Are there people in your congregation who seem to be on the edges, who need someone to reach out to them in God’s love? What about in the community? How do we need to change if we are to embody God’s lover to these persons?
Islam considers Ishmael a prophet and ancestor of Muhammad. In fact, three of the world’s great religions can trace their roots to Abraham – Judaism, Islam and Christianity. How might that fact impact the current world situation?
We know Sarah didn’t want Ishmael around Isaac, but do you wonder how the half brothers got along when they did see each other?
Isaac and Rebekah
Purpose: To explore ways in which God guides ordinary people to fulfill his purposes.
Bible Lesson: Genesis 24:34-40, 42-45, 48
Key Verse: “Then I bowed my head and worshipped the Lord, and blessed the Lord, the God of my master Abraham, who had led me by the right way to obtain the daughter of my master’s kinsman for his son.” – Genesis 24:48
Following directions and making sure of the details can make all the difference between success and failure. Consider the differences between house plans and a recipe. Both are usually pretty precise. They call for exact measurements and materials.
The difference, however, can be in how closely we follow those directions. With a recipe, we might not use quite as much flavoring or sugar as the instructions indicate, but the result can still be a good-tasting dish. Granted, taking too much liberty with a recipe can ruin the food, but generally it doesn’t make a big difference and can even mean a better outcome.
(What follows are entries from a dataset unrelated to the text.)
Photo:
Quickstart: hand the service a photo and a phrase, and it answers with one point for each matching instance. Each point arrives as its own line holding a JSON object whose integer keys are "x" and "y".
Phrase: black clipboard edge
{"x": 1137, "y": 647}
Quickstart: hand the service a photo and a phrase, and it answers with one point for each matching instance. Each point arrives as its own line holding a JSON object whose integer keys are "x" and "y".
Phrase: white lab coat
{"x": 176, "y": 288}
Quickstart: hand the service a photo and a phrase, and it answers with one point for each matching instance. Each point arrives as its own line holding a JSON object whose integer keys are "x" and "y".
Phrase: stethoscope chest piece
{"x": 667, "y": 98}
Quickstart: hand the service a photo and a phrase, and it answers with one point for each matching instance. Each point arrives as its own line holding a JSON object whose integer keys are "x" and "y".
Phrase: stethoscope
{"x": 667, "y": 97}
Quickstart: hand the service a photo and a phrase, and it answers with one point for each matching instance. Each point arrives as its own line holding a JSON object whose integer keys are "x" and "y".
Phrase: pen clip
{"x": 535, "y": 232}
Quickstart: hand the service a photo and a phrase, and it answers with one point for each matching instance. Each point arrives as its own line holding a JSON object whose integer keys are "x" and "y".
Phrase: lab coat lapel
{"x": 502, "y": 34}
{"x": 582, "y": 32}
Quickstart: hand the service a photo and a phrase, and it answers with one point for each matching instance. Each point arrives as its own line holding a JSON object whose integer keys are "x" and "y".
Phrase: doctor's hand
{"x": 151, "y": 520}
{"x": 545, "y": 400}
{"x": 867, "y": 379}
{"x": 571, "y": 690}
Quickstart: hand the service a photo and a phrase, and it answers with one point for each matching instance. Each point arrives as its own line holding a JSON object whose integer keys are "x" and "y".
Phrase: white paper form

A house, on the other hand, needs to pretty much follow the plans exactly. An eighth of an inch short on a cut piece of lumber or a half-inch wider doorway can lead to a poorly built house. Slight alterations to the plans can be made, but generally the plans are followed closely.
Abraham’s servant was given a task and developed a plan. He knew the task was important and he wanted to succeed. So he prayed that God would guide him to doing his job correctly. He asked God to help him follow the plan laid out for him.
Do you know people who live out God’s plan for their lives? What are some of their characteristics?
God not only makes plans for individuals, he makes plans for groups, such as churches. One of the key questions in the Mississippi Conference’s plan of church self evaluation, the A2 Indicators, calls for discerning God’s plan for the church. What is God’s plan for your church? What about the world?
The servant seemed to be in almost constant prayer to God asking his guidance. What roles does prayer play in your life? What leads to success when doing work for God – prayer or our own abilities and talents? How?
When he had found Rebekah, the servant worshipped God and thanked him. How often do we take the time to worship God at the conclusion of a task done for him? What do we say to God? Do we thank him? For what would we thank him?
God used a servant to find a wife for Isaac so that the lineage would continue for another generation. God knew the servant was diligent and faithful to God and Abraham. He was trusted by Abraham. What are some areas where you could help accomplish God’s plan?
• Woodrick is editor of the United Methodist Advocate.